PERRY TWP.  Hundreds of visitors attended the grand opening of Stark Parks’ new Joseph J. and Helen M. Sommer Wildlife Conservation Center on June 9. Guests were being bused from parking at the New Life Church on 12th Street to the new center’s parking lot.

Due to limited parking at the Genoa Avenue entrance to Sippo Lake Park-West, shuttles ran visitors back and forth to parking at New Life Church throughout the morning and afternoon. Parking was also available at the Exploration Gateway with a short walk to the new center using a recently paved limestone trail.

Park officials held a short ceremony and ribbon cutting at 10:30 a.m. with remarks from Director Robert Fonte, Joe Sommer and board members. Wesley, the resident possum, helped cut the ribbon.

Marketing Specialist Jared Shive said there were a variety of activities offered for the grand opening including visiting some of the animals housed at the facility.

"We have probably had 400 people in just over an hour come through to see the new center," Shive said. "Visitors can tour the center, visit the shelters outside or take part in our stuffed animal hospital clinic. We have volunteers checking out the kids’ stuffed animals to see if they are healthy. Kids could bring in their own or use one of ours."

Public areas of the building including the lobby, classroom, restrooms and atrium were open for viewing and tours along with live wildlife exhibits and conservation displays. A guided hike was offered from the center to a new bridge connecting the Sippo Lake Trail and Sippo Lake Park.

Features and Facts About the New Center

The 9,400 sq. ft., three million dollar facility is dedicated to conservation and rehabilitation of native wildlife and their habitat through research, education and quality animal care. It includes indoor exam, quarantine and recovery rooms for injured wildlife and outdoor enclosures for waterfowl, mammal, raptor and songbird recovery. The center treats nearly 2,000 animals each year with a 60 percent release rate. The Wildlife ambassadors, animals that cannot be released back into the wild, represent their species at programs and events and will also reside at the center.

Research and office space will house staff and volunteers from the wildlife and natural resources department. Current collaborative projects include wetland monitoring, wildlife and species surveys and land management and use. The center offers a hub for field work and research with local universities for service learning and internships.

Physical building elements also include window frit to help prevent birds from hitting the windows, cisterns for water collection and reuse and bioswales to improve water quality and drainage around the building. A former natural surface hiking trail surrounding the center was converted to limestone for biking and hiking.

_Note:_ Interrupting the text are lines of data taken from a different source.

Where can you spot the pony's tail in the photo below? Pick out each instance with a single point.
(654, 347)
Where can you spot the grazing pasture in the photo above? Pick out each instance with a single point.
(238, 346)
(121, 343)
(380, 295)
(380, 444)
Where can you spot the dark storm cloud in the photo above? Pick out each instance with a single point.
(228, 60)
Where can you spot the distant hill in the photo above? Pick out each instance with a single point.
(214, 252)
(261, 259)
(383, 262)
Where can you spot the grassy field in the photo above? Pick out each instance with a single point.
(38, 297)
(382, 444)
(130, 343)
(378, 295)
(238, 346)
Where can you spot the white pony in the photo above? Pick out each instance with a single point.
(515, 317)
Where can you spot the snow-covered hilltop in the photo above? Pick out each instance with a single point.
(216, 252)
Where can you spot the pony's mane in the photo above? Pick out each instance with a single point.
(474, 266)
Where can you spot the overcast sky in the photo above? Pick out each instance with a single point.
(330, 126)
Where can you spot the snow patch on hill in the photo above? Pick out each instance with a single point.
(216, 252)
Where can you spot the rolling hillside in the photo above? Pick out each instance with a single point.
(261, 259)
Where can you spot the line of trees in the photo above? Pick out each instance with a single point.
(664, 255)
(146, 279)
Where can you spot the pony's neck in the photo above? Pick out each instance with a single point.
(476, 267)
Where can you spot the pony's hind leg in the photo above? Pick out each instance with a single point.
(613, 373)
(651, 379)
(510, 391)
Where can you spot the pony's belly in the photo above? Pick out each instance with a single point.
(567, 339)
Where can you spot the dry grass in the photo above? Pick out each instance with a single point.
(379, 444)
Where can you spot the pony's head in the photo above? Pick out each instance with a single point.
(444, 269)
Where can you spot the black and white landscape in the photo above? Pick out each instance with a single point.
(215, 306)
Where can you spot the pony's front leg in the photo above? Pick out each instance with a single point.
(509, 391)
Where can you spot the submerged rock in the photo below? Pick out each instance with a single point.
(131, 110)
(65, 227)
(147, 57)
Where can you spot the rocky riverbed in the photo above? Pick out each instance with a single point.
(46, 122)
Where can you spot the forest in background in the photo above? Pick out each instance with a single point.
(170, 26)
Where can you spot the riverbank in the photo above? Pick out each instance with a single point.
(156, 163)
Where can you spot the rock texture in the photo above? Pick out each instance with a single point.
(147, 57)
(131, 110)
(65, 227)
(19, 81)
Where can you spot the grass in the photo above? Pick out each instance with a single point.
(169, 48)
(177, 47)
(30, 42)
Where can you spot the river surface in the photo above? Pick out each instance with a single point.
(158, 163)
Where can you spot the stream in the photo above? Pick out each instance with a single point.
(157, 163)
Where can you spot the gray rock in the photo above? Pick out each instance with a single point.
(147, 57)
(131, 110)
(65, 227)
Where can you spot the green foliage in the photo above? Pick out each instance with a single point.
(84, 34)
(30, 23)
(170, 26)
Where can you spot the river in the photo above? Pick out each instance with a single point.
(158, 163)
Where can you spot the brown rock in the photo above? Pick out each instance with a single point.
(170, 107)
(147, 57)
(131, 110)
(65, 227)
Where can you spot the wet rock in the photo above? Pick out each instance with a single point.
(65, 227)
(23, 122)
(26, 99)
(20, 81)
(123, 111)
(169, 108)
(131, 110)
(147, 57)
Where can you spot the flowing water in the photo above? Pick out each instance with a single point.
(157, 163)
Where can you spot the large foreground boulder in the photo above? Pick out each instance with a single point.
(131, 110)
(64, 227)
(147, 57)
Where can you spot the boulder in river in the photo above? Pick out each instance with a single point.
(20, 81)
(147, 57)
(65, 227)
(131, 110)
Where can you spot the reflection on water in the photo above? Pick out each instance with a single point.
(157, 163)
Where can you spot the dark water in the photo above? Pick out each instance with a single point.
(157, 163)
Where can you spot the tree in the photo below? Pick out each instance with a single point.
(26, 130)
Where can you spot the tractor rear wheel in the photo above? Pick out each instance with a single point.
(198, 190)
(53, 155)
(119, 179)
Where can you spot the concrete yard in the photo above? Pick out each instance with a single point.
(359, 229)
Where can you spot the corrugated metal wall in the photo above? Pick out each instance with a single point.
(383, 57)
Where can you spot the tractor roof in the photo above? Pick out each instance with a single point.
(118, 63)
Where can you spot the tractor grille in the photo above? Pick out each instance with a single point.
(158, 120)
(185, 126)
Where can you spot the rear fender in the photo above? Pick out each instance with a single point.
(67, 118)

"We have a wildlife viewing window so visitors can observe animals being cared for in the care room," Shive said. "The room is for feeding, caring, examining, weighing and measuring injured wildlife. It’s vital to keep the animals calm during those times so we don’t have the room open."

"The animals we are caring for are kept private from the tours because seclusion is important during the healing process and we don’t want to stress the animals out while they are in rehabilitation."

Commitments from the Community

The new center was named after Joseph and Helen Sommer’s because of their lifelong commitment to conservation and natural resources in Stark County and Ohio. Joe worked to establish the Stark County Park District in 1967, served as a park commissioner, county commissioner, and director of the Ohio Department of Natural Resources. During his time with ONDR, he was instrumental in adding more than 1,600 acres to state nature preserves.

He has been inducted into the Ohio Department of Natural Resources Hall of Fame and the Ohio Parks and Recreation Association Hall of Fame for his service on both the state and local level as an advocate for conservation and preservation of natural resources. Sommer continues to serve on the Board of the Friends of Stark Parks and financially contributed to the Wildlife Conservation Center in honor of his late wife, Helen.

Donations also made other aspects of the building possible including the Teke and Faye Heston Education Classroom and Alan and Lee Dolan Wildlife Viewing Room. A contribution from Dr. Gary Riggs and Wild4Ever will fund a raptor flight enclosure still to be built. A Wall of Friendship located in the lobby recognizes additional donors and partners that made the center a reality.